Let’s take it down a notch here.
Final Fantasy 7. The Legend of Zelda: Ocarina of Time. Super Mario 64. Soul Calibur. Chrono Trigger. Super Metroid. Shenmue. Super Street Fighter 2. Resident Evil 4. Metal Gear Solid. Final Fantasy X. Super Mario Galaxy. Sonic 3 & Knuckles. Mario Kart. Dragon Quest. The Tales Series. Brain Training. Sudoku.
Have a little look at that list. Any game there you like? Then, my friend, you have played a game with a distinctly Japanese flavour. And there are so many, many more besides – Devil May Cry and its ilk, off the top of my head.
It is in the absence of the Japanese craziness and imagination that it is most notable, and notable that we are at a time when games have taken a very… American approach to their tone. It’s all big muscles, massive over-compensatory penile extensions and often more swearing than is necessary, or violence and vulgarity to the point that it overdoses and becomes obscene, rather than entertaining.
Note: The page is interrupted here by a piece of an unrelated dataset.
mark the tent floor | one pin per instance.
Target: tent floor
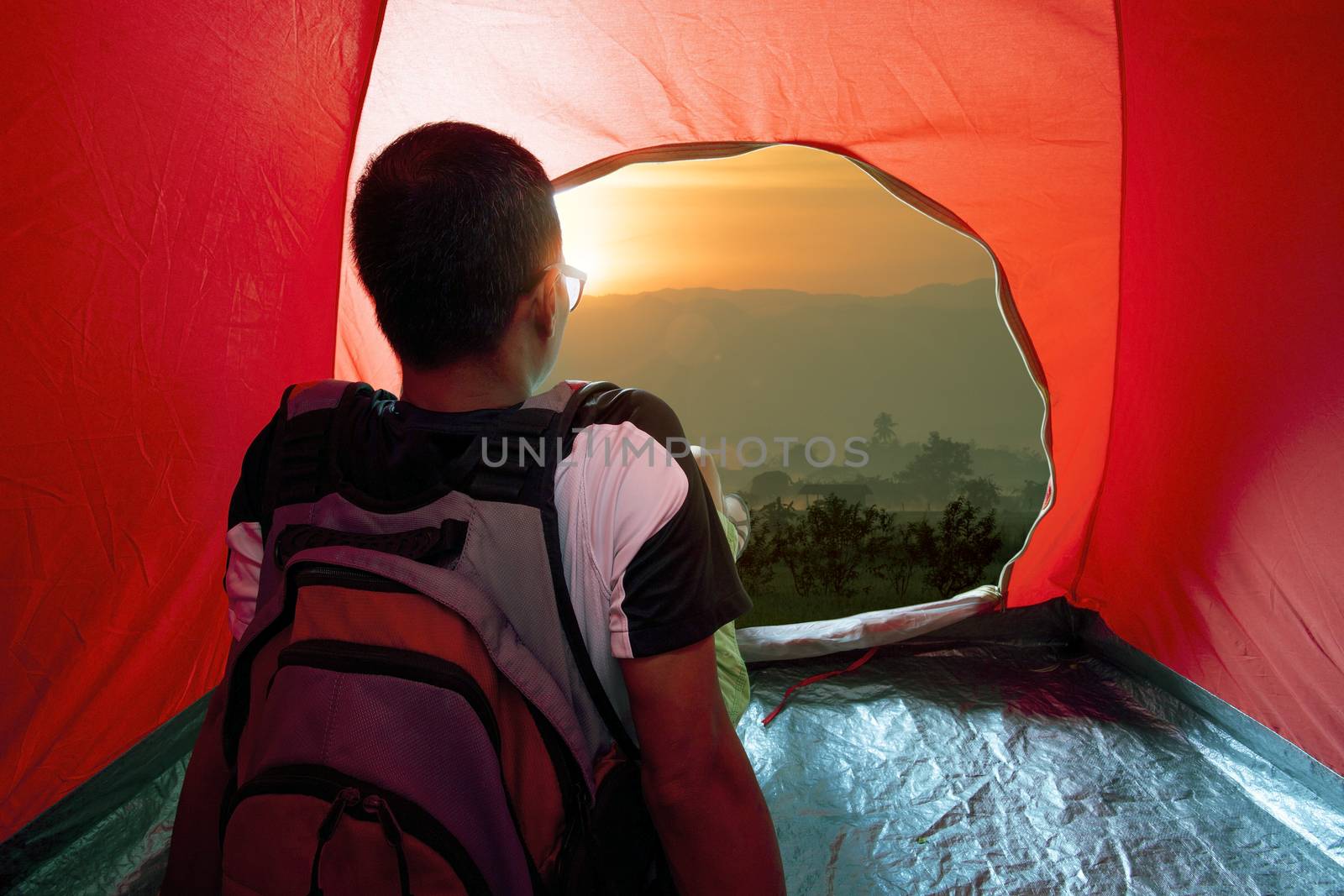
(999, 755)
(1021, 768)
It’s not merely the Japanese though – take a staple of our gaming lives, Lara Croft. In the original Tomb Raider games, she was flirty and had a sense of humour, serious but clearly doing her job because she loved the adventure, not the end result. Once it went American, she became a carpet-munching man-hating action heroine whose only drive was because she watched her mummy “die” and her daddy disappeared, leaving her alone in an upper-class world of privilege, attending boarding school and getting good grades. Holy shit America, I didn’t realise you thought being a British Toff was so painfully agonising! Best not introduce you to The Only Way Is Essex, your brains may not be able to handle the stark change of tone…
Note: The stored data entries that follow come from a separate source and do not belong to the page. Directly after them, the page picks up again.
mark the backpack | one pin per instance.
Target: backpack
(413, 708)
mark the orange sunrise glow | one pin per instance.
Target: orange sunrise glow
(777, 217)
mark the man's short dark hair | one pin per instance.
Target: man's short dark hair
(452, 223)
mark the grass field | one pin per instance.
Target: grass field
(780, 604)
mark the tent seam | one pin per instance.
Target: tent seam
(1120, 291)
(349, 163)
But the US seems to be the biggest market. The problem is this – whilst it may be the biggest market, it’s also the market with, ostensibly, the poorest taste… OR SO I THOUGHT.
The sales of Catherine give me hope that quality and charm and humour can be a massive part of gaming today, and not all successful commercial releases need to be American Action Heroes who couldn’t find their penis without the aid of a powerful microscope. And a lot of reviews celebrated the mature, rounded way Catherine approaches the issue of infidelity, sex and the inner turmoil of a man struggling with his own conscience, a man who is a hero in his dreams but a complete wuss in reality. This is what Japan does best – content that has depth, meaning and whilst it often does have that wildly inappropriate moment from time to time, it’s often no more than a big muscley man holding a minigun as if the whirly barrel bit is their cock.
But instead, the biggest problem people have with it is the anime style; the crazy bosses which reflect the greatest fears of most men in that position, the colour and style and sometimes the strange delivery and awkwardly jarring mistranslations.
To me, all of that is a selling point. But whereas many of us do like Japanese games; vocally, more have been lambasting it and calling it “samey” and “old fashioned”.
Sadly a criticism that the Japanese should be levelling at our Western games like Gears of War and Halo, games which are rooted in a very old-fashioned chauvinistic ideology, where women are either objects to be flirted with, sexed up and discarded or evil and there to tempt the hero from the path of justice and righteousness. Games which are mired in guns that in some cases are a hundred years old, or so improbable you may as well be firing dildos out of that cannon. Games which don’t scare – they just shock. Games which aren’t interested in the art of gaming – more interested in looking at themselves in a mirror, vain and conceited and then realising that actually the player has offered to take them to dinner like three days ago.
Which is probably why historically American games and the 360 do very badly in Japan – we have such different tastes and ideas on what is childish and old-fashioned.
The Western audience may not appreciate the Japanese imagination or sensibility, but historically – they’ve been the best selling commercial titles in the West, ever. And no amount of Westernisation is really going to equal that – no matter how hard people try. It’s just not going to happen, despite what people may think about it.